I cannot fathom the pain and suffering experienced by the communities hit by mass shootings – recent or in the past. Uvalde broke my heart; it broke everyone’s heart. At the time of writing this, there have been thirty-three more mass shootings (defined by four or more victims killed) across America since Uvalde’s, and 246 from the first of the year. A week ago, my niece was entering the hospital where she works when gunfire broke out nearby. She was fine – no, not fine, she was terrified – but she wasn’t shot. I’m grateful for that, but I do not understand how this is ongoing, how we become so desensitized that it’s a blip on the new cycle. My dad is a gunsmith, my family members have and own guns. It’s a part of their lives. Most of them believe that there should be more checks, more training, in order to be a gunowner. I don’t understand how this is even a question. Our military has extensive training and limited access to the kind of gun that an 18-year-old bought in a store and took into an elementary school. Look, we’re fostering a kitten right now. We want to keep him when he’s available for adoption. There are more hoops for me to jump through in order to adopt this tiny kitten than there would be for me to buy a gun. I can’t wrap my head around it.
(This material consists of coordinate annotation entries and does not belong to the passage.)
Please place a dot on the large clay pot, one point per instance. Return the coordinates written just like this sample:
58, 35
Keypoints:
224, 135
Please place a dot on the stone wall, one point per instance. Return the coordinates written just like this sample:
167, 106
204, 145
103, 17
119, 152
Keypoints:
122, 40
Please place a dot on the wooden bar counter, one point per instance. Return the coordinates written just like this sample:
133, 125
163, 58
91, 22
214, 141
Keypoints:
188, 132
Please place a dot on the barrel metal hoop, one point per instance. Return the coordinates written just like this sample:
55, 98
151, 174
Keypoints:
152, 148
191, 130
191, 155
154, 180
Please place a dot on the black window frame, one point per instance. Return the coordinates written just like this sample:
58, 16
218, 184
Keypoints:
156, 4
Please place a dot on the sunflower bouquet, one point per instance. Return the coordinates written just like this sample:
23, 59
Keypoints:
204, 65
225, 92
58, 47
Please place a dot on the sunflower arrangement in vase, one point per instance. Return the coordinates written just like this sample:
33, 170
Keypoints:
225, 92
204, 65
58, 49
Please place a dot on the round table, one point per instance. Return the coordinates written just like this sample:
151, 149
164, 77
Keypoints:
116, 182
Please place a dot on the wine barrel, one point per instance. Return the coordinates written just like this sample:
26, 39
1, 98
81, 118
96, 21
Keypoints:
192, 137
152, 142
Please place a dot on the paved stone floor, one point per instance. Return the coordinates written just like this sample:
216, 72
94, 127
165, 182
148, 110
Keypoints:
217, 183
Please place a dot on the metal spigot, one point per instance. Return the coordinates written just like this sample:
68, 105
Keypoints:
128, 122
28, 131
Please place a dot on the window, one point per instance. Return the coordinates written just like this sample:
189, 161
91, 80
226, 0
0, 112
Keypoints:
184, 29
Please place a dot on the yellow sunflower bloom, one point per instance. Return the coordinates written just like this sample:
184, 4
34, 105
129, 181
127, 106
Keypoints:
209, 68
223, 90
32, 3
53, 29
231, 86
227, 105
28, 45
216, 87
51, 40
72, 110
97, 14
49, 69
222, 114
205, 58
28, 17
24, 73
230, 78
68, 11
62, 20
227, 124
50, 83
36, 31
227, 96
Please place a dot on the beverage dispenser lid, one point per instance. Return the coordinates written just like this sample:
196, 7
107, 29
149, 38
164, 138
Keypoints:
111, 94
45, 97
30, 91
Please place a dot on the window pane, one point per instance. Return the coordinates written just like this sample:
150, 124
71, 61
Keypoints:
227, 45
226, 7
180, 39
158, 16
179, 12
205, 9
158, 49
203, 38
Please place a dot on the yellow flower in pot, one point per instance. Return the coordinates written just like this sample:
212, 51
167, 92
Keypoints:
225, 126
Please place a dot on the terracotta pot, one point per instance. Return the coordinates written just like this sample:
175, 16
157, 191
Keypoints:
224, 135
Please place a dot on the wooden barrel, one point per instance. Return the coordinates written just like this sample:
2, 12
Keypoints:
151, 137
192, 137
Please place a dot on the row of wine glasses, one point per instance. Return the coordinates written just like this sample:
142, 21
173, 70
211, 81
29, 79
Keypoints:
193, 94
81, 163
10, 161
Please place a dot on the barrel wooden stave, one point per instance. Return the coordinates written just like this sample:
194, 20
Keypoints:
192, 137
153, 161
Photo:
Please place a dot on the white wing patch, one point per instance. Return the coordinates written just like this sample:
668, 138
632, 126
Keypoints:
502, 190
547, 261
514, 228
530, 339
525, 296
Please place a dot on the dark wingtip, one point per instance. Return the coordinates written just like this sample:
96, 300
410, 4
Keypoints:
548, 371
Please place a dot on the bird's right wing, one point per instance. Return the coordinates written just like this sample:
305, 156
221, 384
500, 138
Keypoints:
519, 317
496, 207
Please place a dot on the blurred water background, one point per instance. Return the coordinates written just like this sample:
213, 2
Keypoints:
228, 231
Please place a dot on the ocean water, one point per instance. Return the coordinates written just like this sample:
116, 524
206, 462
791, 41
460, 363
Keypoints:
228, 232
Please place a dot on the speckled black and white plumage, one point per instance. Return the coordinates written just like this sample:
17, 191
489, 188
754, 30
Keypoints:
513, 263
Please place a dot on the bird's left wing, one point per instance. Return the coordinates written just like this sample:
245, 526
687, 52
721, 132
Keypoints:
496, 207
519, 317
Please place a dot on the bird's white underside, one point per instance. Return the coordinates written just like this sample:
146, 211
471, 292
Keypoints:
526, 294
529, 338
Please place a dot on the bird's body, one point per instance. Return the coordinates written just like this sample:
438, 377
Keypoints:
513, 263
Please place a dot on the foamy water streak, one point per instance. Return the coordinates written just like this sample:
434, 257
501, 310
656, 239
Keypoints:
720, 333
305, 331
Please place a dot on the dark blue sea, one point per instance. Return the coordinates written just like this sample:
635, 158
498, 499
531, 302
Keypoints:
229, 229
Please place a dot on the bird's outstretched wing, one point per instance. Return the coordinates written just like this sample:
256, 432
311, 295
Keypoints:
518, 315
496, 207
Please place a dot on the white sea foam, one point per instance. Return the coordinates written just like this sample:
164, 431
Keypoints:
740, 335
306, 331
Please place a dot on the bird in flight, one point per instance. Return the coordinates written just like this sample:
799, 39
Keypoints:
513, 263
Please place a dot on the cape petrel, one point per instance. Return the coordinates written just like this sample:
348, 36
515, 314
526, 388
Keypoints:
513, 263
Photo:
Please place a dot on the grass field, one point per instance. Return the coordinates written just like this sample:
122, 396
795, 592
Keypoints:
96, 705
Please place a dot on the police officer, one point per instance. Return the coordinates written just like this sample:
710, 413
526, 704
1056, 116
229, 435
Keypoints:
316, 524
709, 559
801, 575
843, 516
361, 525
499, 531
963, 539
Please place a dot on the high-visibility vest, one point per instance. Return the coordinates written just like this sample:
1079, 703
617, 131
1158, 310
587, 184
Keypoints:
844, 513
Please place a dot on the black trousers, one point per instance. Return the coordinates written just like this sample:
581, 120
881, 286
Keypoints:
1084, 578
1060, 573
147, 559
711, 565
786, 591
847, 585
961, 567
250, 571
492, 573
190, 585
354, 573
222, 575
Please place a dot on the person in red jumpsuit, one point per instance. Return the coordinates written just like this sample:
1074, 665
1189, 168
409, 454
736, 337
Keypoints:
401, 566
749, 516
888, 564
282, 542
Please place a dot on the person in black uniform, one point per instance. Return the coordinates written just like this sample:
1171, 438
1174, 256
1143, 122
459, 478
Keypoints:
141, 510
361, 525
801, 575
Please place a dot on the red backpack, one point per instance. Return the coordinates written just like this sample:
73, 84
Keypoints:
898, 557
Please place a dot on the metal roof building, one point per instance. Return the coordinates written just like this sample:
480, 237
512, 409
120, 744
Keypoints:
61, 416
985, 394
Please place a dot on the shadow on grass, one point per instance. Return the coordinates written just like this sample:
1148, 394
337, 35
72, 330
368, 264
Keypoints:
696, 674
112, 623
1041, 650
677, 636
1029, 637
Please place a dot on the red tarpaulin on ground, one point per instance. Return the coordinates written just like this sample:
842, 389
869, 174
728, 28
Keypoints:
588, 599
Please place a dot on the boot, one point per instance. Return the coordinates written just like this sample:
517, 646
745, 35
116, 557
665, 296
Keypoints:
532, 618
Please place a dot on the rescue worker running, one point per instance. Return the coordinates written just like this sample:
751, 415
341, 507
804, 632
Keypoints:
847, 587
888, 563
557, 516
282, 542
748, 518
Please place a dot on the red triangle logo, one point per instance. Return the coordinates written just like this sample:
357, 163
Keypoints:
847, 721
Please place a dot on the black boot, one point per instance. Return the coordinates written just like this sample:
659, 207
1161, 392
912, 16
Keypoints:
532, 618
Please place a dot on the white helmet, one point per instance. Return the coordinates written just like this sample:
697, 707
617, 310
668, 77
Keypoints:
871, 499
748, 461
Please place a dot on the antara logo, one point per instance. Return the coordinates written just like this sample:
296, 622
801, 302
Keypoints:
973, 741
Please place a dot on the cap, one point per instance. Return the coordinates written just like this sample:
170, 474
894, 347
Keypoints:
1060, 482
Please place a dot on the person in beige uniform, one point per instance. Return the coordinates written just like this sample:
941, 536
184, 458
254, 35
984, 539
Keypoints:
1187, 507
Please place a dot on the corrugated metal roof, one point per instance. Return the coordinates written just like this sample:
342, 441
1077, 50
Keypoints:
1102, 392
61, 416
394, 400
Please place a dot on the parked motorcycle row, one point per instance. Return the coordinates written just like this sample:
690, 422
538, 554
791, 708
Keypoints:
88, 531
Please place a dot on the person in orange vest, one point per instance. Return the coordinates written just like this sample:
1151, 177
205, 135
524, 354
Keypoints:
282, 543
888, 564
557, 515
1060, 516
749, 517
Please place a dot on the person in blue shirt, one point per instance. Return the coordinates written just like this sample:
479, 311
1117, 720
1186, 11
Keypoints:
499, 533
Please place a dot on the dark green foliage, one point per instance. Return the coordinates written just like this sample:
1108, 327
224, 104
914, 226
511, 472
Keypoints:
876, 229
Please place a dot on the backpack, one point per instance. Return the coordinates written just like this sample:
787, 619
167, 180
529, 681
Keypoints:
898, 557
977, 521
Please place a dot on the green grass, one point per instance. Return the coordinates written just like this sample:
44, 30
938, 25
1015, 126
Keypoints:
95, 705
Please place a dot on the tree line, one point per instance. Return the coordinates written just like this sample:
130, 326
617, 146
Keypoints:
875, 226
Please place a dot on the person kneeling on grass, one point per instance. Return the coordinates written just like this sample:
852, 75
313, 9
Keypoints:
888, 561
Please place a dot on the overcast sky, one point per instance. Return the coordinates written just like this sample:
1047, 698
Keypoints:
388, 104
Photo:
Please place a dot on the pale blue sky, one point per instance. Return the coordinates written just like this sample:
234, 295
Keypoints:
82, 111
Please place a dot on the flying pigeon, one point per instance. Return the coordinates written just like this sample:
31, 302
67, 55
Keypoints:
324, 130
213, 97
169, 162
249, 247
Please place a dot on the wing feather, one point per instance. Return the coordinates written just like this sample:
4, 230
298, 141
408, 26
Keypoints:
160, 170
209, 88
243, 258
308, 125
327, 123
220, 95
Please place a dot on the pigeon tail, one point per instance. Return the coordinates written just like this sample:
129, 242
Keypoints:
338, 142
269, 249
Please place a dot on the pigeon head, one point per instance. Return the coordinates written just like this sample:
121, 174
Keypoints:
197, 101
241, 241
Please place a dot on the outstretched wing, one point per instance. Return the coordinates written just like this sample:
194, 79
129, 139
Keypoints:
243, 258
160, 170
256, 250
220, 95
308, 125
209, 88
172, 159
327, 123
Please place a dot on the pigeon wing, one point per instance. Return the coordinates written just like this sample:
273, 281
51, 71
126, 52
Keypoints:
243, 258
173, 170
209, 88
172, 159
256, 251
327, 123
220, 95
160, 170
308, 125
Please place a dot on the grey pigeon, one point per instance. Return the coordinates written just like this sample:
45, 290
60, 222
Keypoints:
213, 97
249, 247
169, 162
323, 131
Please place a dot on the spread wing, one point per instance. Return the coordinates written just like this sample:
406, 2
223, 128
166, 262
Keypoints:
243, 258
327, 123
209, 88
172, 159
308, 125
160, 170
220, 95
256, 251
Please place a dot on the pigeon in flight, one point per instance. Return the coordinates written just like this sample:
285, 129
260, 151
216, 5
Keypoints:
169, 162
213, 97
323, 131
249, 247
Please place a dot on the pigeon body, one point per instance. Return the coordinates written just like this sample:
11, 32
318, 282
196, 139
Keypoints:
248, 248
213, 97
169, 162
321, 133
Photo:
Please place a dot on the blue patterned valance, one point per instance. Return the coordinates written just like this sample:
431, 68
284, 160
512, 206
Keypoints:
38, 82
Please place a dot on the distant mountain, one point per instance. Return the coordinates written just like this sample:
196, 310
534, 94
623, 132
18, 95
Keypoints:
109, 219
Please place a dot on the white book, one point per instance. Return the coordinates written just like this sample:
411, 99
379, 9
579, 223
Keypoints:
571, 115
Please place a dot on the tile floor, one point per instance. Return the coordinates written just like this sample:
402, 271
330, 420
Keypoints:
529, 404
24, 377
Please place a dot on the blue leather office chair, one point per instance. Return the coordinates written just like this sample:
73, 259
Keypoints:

Then there’s the Supreme Court looking to overturn Roe v Wade. States changing abortion laws in preparation, making safe healthcare unattainable for most people. Taking away an incredibly personal and difficult decision of a woman. How can this be happening? We’re in the 21st century – we can’t go backwards. How do people who have nothing to do with a situation get to make decisions that would have no effect on their lives, except maybe in the polls? Abortions won’t stop, safe ones will be harder to get, more women will die, and poorer women will be affected the most. Neighbors are encouraged to spy on neighbors and turn in the desperate woman or anyone helping her. How is that right? I know the argument – that it’s about saving lives – but it is not as simple as that. That life is not viable unless the woman carries it to term. Sometimes the life to be saved is the mother’s. And there’s too little done to protect that life once a child is born. Regardless, it is no one’s business except the woman in that position. Period. If she chooses to involve other people, that’s her choice. If she asks you for your opinion, that’s her choice. I hope that she has someone she trusts to talk with to help her decide what’s best for her and that her loved ones can support her. Too often this is not the case. That woman needs to make her decision – she should be allowed to make the decision over her own body. If you don’t believe in abortion, don’t get one. That is your choice. Furthermore, if Roe v Wade is overturned, it paves the way to overturn many other hard-fought-for rights of other marginalized people. It’s antiquated thinking. It’s heartbreaking.

It’s hard to keep moving forward in the midst of such personal and social insanity. Hard to focus on creativity and have any presence on social media. It’s also necessary for me – the creativity, not the social media. Also, I have this kitten to care for and introduce to our big cats. They are very curious and a little annoyed. I have faith that will work out. As I get better (still coughing and tired from Covid) and as I’m still adjusting to an American way of life, I need to spend time doing something to help navigate these new waters. Maybe spend more time with these old trees. I’ll find time to quiet the rushing of my brain and time to visit the worlds I create in my mind (i.e. write more). As I reintegrate again into American life, I’ll try to feel less of an ExPat here. And hopefully, somehow, get used to Georgia humidity.